Context: Static analyses are well-established to aid in understanding bugs or vulnerabilities during the development process or in large-scale studies. A low false-positive rate is essential for the adaption in practice and for precise results of empirical studies. Unfortunately, static analyses tend to report where a vulnerability manifests rather than the fix location. This can cause presumed false positives or imprecise results. Method: To address this problem, we designed an adaption of an existing static analysis algorithm that can distinguish between a manifestation and fix location, and reports error chains. An error chain represents at least two interconnected errors that occur successively, thus building the connection between the fix and manifestation location. We used our tool CogniCryptSUBS for a case study on 471 GitHub repositories, a performance benchmark to compare different analysis configurations, and conducted an expert interview. Result: We found that 50 % of the projects with a report had at least one error chain. Our runtime benchmark demonstrated that our improvement caused only a minimal runtime overhead of less than 4 %. The results of our expert interview indicate that with our adapted version participants require fewer executions of the analysis. Conclusion: Our results indicate that error chains occur frequently in real-world projects, and ignoring them can lead to imprecise evaluation results. The runtime benchmark indicates that our tool is a feasible and efficient solution for detecting error chains in real-world projects. Further, our results gave a hint that the usability of static analyses may benefit from supporting error chains.

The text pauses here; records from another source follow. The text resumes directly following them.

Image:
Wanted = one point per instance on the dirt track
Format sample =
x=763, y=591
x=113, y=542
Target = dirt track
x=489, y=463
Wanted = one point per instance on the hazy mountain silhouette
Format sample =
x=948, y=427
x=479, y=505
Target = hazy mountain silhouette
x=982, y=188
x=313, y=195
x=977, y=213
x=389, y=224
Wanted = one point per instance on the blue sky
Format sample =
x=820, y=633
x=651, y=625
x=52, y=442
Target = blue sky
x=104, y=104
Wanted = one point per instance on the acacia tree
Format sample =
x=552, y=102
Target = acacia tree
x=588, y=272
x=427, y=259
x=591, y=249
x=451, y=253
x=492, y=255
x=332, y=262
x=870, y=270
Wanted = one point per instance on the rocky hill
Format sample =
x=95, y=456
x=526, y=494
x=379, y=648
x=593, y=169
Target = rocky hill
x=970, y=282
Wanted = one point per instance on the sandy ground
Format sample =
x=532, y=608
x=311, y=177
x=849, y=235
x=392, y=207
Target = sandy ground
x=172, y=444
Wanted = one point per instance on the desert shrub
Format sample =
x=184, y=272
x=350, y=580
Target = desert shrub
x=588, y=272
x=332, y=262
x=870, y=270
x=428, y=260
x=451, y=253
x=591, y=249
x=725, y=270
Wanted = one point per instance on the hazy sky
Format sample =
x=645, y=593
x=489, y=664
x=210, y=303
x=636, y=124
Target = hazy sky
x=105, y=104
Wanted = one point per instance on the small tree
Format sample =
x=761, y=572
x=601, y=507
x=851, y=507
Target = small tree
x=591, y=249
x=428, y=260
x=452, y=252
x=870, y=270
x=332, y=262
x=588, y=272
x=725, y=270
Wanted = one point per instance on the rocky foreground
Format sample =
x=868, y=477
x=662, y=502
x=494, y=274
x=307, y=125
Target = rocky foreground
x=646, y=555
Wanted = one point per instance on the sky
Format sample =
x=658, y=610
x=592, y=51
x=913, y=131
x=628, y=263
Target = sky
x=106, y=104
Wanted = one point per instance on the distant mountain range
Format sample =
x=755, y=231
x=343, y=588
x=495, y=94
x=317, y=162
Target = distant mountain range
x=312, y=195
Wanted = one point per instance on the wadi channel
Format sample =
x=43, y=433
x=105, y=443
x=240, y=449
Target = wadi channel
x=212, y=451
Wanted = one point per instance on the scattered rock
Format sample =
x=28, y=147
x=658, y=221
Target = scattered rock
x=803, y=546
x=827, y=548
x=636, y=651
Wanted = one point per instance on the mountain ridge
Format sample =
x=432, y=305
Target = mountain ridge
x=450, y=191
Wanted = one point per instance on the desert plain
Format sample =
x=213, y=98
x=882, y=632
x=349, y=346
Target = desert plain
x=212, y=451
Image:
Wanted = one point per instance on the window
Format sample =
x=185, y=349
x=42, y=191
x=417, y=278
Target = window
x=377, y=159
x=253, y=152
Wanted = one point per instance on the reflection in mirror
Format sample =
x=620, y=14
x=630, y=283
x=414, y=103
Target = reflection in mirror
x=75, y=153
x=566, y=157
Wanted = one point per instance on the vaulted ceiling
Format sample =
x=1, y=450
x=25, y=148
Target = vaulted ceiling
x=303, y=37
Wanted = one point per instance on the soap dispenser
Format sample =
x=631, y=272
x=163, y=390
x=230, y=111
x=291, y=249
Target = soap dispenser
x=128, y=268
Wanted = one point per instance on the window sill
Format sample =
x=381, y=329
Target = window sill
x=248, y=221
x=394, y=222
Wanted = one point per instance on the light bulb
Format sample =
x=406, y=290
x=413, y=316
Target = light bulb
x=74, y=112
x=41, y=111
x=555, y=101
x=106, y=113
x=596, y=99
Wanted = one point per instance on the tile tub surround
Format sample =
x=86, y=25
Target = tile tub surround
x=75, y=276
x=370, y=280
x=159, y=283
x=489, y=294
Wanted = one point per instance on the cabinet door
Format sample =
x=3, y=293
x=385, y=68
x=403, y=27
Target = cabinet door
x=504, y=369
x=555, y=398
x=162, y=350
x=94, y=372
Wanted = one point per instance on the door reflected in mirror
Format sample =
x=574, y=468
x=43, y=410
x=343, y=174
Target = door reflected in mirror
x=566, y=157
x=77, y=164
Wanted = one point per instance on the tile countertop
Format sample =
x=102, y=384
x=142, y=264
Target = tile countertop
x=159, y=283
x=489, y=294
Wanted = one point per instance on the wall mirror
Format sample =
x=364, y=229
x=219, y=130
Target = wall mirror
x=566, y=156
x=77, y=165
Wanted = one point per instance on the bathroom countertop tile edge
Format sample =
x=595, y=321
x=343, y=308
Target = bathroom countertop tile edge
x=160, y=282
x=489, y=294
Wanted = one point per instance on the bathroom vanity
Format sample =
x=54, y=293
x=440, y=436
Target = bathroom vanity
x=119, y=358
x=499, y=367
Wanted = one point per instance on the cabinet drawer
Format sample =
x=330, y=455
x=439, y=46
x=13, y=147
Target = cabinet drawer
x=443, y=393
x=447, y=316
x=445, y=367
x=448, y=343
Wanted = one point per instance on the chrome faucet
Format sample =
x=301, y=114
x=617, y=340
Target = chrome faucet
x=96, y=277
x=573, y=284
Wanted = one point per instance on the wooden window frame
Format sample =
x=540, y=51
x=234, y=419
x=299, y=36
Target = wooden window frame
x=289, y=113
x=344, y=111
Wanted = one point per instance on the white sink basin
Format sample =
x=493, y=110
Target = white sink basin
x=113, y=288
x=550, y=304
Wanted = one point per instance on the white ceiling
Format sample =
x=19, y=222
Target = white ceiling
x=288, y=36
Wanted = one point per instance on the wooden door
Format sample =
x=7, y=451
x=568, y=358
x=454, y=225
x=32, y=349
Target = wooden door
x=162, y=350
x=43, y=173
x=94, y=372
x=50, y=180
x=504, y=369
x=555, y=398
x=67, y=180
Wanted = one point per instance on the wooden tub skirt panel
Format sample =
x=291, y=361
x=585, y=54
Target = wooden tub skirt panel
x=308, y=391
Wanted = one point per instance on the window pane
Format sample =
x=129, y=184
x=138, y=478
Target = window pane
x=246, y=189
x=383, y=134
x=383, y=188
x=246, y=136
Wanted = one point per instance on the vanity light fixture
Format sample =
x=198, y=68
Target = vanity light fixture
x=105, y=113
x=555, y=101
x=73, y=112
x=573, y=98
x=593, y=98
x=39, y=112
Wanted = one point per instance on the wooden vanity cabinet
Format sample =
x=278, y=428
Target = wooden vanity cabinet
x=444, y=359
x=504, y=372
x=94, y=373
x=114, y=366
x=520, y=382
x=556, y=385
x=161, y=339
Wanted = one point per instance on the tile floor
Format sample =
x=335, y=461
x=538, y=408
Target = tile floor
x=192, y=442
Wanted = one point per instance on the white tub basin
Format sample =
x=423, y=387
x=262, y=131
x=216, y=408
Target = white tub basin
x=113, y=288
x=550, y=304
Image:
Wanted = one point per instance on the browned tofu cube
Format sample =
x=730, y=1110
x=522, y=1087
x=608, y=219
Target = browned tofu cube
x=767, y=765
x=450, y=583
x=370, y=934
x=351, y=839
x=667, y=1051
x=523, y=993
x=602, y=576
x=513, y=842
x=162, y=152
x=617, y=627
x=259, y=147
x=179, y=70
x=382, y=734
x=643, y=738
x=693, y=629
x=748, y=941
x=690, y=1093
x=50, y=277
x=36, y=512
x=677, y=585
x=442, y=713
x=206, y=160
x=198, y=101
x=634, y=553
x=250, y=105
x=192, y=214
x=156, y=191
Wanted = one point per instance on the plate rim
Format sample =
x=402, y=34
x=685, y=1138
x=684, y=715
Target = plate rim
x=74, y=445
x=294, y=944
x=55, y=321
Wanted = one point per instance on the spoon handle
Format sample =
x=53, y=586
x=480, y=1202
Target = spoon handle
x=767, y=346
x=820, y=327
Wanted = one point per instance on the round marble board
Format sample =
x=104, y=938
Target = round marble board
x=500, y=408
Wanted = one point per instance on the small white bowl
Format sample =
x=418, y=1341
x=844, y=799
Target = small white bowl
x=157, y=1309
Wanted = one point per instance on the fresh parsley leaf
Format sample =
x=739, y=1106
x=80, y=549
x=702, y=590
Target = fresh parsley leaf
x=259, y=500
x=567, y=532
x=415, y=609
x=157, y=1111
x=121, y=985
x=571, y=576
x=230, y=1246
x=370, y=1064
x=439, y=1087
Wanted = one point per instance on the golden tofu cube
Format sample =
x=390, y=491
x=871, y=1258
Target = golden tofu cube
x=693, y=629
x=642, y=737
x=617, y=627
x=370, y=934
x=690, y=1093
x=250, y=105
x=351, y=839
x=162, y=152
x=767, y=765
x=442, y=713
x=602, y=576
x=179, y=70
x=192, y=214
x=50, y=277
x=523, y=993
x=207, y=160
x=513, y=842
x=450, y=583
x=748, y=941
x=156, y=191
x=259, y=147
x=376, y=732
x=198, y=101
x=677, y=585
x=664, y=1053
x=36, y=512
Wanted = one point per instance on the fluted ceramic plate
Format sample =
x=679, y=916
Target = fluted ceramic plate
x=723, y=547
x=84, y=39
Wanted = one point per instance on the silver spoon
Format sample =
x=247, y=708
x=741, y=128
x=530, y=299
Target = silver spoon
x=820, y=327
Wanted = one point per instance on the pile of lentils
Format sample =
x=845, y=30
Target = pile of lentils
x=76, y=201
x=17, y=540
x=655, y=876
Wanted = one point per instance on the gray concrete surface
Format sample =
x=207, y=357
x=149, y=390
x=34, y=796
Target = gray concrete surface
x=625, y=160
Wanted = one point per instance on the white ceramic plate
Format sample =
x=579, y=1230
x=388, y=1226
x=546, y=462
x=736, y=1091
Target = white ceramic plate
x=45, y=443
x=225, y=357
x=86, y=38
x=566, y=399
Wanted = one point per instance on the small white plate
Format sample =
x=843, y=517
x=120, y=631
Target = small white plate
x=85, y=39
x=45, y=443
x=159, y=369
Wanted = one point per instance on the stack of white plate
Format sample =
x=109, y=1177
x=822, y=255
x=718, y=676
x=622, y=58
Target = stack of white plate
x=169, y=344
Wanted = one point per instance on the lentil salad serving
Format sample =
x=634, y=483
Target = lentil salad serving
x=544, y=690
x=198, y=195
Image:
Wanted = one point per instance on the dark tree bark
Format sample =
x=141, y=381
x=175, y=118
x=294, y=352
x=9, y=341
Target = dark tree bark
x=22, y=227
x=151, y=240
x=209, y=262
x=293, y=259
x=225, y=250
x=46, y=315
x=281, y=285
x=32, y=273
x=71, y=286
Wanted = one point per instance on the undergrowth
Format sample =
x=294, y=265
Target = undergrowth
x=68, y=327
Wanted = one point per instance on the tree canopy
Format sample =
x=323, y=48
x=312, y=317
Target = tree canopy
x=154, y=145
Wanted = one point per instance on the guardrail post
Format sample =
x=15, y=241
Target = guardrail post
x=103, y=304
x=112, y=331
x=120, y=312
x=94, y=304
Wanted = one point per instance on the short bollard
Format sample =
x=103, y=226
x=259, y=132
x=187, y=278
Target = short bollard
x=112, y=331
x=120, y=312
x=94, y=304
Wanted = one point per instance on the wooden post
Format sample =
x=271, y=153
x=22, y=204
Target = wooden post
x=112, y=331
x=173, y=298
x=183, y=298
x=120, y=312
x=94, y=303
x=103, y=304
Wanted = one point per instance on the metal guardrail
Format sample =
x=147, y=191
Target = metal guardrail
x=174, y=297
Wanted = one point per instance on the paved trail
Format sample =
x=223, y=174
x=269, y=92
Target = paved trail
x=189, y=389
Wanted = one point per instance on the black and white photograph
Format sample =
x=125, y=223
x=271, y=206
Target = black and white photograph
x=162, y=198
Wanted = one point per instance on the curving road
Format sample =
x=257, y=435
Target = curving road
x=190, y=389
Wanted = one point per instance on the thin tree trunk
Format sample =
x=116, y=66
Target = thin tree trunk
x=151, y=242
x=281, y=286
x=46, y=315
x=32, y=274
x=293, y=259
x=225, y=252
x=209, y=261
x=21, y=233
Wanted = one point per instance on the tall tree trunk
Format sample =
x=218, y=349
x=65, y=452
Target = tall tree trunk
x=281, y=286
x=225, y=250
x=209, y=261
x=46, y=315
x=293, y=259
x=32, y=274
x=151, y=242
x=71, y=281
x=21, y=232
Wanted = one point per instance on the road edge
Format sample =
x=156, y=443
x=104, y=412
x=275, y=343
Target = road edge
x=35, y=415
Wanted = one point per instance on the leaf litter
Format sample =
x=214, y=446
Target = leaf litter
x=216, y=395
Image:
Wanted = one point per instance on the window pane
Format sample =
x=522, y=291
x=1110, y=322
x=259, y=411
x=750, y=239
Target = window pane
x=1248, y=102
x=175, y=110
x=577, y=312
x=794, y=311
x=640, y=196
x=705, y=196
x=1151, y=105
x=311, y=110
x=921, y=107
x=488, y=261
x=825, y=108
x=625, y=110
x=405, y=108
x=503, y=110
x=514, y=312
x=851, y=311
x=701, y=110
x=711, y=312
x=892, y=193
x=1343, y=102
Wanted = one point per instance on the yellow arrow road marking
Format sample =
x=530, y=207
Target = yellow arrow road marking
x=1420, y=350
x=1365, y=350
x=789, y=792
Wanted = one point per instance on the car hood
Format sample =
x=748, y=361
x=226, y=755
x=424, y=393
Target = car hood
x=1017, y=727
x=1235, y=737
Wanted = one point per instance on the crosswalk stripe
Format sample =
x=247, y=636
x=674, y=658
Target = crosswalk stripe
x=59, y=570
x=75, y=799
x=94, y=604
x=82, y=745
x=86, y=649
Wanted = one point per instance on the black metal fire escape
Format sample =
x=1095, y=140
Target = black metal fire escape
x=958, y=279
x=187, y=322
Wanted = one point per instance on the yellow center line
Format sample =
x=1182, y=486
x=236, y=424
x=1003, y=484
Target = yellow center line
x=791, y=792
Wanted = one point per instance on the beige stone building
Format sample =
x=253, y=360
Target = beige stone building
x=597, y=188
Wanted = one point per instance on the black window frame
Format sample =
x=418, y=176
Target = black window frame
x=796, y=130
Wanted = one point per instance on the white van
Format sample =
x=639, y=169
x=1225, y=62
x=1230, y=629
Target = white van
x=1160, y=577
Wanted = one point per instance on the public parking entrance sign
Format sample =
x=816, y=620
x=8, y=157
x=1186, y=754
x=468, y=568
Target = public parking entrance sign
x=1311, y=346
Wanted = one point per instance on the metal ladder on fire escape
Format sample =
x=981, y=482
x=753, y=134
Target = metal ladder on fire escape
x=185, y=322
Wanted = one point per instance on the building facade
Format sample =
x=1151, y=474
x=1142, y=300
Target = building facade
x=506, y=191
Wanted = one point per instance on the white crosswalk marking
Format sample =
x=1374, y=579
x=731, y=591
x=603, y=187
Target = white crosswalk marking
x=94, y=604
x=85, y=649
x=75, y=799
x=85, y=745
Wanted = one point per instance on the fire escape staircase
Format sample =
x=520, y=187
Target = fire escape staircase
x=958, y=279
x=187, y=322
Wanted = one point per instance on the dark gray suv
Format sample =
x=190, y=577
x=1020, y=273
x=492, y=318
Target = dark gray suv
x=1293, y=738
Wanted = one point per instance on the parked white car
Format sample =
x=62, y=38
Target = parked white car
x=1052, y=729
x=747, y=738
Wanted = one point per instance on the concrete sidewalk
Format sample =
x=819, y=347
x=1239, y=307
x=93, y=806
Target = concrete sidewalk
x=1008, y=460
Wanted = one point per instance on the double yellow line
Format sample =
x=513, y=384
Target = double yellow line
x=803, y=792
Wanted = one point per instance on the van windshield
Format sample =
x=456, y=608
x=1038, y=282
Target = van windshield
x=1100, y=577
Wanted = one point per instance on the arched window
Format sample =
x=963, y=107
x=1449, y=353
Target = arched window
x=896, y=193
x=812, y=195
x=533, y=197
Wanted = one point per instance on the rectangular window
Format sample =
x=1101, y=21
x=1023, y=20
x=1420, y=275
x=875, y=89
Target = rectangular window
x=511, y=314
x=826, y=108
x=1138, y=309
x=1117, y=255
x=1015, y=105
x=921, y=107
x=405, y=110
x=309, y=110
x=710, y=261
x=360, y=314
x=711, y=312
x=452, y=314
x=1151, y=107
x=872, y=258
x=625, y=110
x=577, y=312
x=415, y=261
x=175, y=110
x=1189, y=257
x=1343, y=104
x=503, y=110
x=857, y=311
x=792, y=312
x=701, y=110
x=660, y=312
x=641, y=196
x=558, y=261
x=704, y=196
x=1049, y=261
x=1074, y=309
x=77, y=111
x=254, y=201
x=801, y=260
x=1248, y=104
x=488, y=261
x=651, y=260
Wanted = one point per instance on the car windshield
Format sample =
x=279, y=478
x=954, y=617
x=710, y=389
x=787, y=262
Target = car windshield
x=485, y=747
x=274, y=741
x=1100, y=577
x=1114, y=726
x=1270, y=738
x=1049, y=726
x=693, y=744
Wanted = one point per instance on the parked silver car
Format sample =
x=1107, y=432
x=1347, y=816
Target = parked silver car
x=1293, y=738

翻译：背景：静态分析在开发过程或大规模研究中已被广泛用于辅助理解缺陷或漏洞。低误报率对于实践应用和实证研究的精确结果至关重要。然而，静态分析通常报告漏洞的表现位置而非修复位置，这可能导致误判的误报或不精确的结果。方法：为解决该问题，我们设计了一种现有静态分析算法的改编版本，能够区分表现位置与修复位置，并报告错误链。错误链代表至少两个连续发生的互连错误，从而构建修复位置与表现位置之间的关联。我们使用工具CogniCryptSUBS对471个GitHub仓库进行案例研究、性能基准测试以比较不同分析配置，并开展了专家访谈。结果：我们发现50%存在报告的项目至少包含一个错误链。运行时基准测试表明，我们的改进仅带来低于4%的极低运行时开销。专家访谈结果表明，使用改编版本后，参与者所需的分析执行次数更少。结论：研究结果表明，错误链在实际项目中频繁出现，忽略它们可能导致不精确的评估结果。运行时基准测试表明，我们的工具是检测实际项目中错误链的可行且高效的解决方案。此外，结果提示支持错误链可能提升静态分析的可用性。